The factory closed in 2006 and today, though protected as a conservation area, it stands largely abandoned among pea fields in the countryside beside the modest village that has grown up beside it. The workers’ houses, semi-detached, cream-painted blocks with bay windows and turquoise paintwork, are still inhabited. Their residents include some of the volunteers at in the Bata Reminiscence and Resource Centre in the library, where there is a collection of memorabilia from what was clearly a close-knit and by-and-large contented community of employees.
Hotel, Cinema and Sports Centre
Among the items is crockery from the former Bata Hotel, which stands in front of the library and has now been turned into flats. There are shops on the ground floor, as there were when the factory was functioning, and the nearby village hall was built as the Bata cinema. The swimming pool, sports facilities and technical institution are no longer standing. But the main buildings are. These consist of a power house and three five-story buildings that are desperate to find full usage. Some are occupied, for storage and warehousing, and a white paint is currently bringing the first of them back to life. But the largest of them, with the distinctive Bata logo, is in disrepair. Steel reinforcing rods protrude through the concrete, and they need more than just a lick of paint.
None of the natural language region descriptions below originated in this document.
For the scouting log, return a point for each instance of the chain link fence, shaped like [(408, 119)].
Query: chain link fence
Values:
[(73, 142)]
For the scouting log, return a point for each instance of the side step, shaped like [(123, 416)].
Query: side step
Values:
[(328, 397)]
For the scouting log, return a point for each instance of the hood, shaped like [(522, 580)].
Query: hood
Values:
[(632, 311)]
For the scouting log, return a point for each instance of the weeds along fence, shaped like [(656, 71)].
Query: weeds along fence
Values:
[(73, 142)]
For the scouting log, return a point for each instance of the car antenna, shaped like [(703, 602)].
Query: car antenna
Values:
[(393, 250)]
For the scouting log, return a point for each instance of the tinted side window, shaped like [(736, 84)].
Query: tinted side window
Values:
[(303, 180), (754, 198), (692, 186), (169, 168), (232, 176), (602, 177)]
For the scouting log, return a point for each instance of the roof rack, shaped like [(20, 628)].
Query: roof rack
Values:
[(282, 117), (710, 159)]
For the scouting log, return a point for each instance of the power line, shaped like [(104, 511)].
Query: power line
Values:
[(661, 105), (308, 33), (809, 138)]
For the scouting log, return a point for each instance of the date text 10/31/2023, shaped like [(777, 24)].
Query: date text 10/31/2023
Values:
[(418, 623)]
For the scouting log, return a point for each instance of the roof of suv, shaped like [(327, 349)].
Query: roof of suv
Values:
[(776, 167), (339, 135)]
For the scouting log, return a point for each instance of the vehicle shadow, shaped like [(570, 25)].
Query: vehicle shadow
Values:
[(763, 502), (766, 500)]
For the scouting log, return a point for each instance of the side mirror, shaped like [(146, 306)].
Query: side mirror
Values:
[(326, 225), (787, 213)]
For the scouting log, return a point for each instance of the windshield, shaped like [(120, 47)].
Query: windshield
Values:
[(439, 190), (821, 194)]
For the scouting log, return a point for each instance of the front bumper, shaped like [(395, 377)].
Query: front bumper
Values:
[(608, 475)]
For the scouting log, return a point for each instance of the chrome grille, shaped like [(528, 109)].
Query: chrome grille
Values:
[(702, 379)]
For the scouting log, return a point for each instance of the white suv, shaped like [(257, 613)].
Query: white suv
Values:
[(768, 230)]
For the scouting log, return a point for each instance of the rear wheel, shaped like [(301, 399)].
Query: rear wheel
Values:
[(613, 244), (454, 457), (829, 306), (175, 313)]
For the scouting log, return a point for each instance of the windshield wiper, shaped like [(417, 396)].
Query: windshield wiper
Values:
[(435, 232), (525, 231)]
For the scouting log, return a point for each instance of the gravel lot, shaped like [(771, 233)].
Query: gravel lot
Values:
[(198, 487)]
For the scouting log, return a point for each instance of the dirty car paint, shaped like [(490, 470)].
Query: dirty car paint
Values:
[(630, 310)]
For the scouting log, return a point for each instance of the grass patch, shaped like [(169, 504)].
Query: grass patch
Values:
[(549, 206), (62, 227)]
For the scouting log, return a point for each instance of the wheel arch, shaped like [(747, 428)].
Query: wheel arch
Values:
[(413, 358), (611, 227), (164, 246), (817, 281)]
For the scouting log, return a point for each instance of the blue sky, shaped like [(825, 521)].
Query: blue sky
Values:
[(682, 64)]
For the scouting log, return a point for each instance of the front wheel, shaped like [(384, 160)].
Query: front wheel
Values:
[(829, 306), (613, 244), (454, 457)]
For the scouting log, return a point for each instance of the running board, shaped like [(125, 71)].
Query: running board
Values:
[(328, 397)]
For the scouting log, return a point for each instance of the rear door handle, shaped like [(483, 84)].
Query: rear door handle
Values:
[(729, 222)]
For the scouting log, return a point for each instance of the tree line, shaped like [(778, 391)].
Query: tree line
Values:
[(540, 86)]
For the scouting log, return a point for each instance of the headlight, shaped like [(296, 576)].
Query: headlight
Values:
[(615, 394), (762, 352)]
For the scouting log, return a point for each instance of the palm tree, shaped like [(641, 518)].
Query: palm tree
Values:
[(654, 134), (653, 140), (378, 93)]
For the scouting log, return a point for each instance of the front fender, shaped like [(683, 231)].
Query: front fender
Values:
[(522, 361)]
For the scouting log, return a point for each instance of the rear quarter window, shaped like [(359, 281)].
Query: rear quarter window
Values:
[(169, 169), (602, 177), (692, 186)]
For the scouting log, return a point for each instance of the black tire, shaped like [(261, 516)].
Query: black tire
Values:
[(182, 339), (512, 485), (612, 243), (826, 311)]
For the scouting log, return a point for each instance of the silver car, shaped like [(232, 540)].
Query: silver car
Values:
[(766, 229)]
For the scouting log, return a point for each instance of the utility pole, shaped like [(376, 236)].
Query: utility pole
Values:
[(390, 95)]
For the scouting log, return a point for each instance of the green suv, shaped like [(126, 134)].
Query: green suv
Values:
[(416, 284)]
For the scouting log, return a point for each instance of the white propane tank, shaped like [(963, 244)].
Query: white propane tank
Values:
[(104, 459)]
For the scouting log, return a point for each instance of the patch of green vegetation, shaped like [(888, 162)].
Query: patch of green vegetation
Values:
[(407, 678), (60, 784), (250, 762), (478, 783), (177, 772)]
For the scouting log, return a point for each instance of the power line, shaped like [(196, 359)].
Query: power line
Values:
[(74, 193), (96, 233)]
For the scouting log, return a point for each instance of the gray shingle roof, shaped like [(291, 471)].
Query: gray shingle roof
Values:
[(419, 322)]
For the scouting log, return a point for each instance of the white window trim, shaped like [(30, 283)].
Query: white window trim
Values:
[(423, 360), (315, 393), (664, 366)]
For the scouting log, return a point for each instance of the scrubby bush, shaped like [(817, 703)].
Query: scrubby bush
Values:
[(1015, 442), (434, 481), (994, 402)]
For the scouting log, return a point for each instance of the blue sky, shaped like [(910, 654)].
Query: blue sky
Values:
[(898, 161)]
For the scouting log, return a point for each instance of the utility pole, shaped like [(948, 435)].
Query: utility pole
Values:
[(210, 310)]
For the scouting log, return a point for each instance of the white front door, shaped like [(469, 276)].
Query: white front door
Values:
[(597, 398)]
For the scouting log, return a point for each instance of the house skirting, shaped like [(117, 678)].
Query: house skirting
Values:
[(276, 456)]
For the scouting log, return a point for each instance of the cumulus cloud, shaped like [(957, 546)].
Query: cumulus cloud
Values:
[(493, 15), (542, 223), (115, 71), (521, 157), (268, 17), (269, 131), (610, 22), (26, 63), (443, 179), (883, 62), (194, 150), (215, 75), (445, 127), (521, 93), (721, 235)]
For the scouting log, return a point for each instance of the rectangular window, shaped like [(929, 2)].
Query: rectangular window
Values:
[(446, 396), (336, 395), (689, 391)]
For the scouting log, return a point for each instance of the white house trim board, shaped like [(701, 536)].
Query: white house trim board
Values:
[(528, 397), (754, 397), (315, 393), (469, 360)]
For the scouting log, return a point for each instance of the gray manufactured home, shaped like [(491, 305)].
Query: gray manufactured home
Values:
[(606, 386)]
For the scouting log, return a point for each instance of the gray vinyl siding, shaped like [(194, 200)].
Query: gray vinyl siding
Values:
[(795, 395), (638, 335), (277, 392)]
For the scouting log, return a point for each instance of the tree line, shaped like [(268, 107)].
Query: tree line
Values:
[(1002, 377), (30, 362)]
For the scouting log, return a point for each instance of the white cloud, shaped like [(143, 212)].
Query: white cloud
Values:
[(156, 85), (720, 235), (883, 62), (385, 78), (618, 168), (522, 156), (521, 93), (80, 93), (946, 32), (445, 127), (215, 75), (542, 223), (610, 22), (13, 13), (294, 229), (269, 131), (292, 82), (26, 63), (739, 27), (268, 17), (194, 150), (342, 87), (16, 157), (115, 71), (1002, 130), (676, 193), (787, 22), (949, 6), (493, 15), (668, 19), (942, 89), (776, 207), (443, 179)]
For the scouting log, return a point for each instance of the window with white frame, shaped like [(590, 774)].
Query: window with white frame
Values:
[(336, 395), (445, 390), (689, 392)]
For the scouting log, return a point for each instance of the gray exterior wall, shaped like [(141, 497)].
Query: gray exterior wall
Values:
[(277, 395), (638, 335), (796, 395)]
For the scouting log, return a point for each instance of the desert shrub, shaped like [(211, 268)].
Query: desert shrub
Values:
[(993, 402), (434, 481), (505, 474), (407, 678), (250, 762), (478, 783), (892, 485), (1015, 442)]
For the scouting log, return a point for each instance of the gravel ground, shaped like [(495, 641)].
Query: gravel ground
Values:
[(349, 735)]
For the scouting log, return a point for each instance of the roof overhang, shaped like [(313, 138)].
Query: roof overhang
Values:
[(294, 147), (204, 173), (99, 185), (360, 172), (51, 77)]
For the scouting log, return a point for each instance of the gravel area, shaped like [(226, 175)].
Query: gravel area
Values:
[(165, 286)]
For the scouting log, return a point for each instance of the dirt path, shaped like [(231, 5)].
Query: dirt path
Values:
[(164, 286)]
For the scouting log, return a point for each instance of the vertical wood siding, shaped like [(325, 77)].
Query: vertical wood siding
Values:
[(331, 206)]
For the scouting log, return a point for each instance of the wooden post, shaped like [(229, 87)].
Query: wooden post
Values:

Reporting on the site in 2005, English Heritage concluded: ‘The significance of the Bata Settlement is both international, as one of an unparalleled global collection of Functionalist satellites or colonies, and national, as a rare example of an inter-war planned industrial village and an uncommon ensemble of Modernist buildings.’
Bata Shoe Business Today
There are still 72 Bata factories around the world, and the company remains in the family’s hands. Its continued commitment to architecture has led to the creation of the Bata Shoe Museum in Toronto by award-winning Raymond Moriyama.
But times have moved on. Buildings that were designed along the lines of the Ford plants in Chicago, which Tomas Bata visited shortly before setting up the East Tilbury factory, are no longer viable. Plans to regenerate the site, which has been renamed the Thames Industrial Park, are now under discussion. What is certain is that it is still locally well loved, and every effort will go into seeing it does not fall further into decay.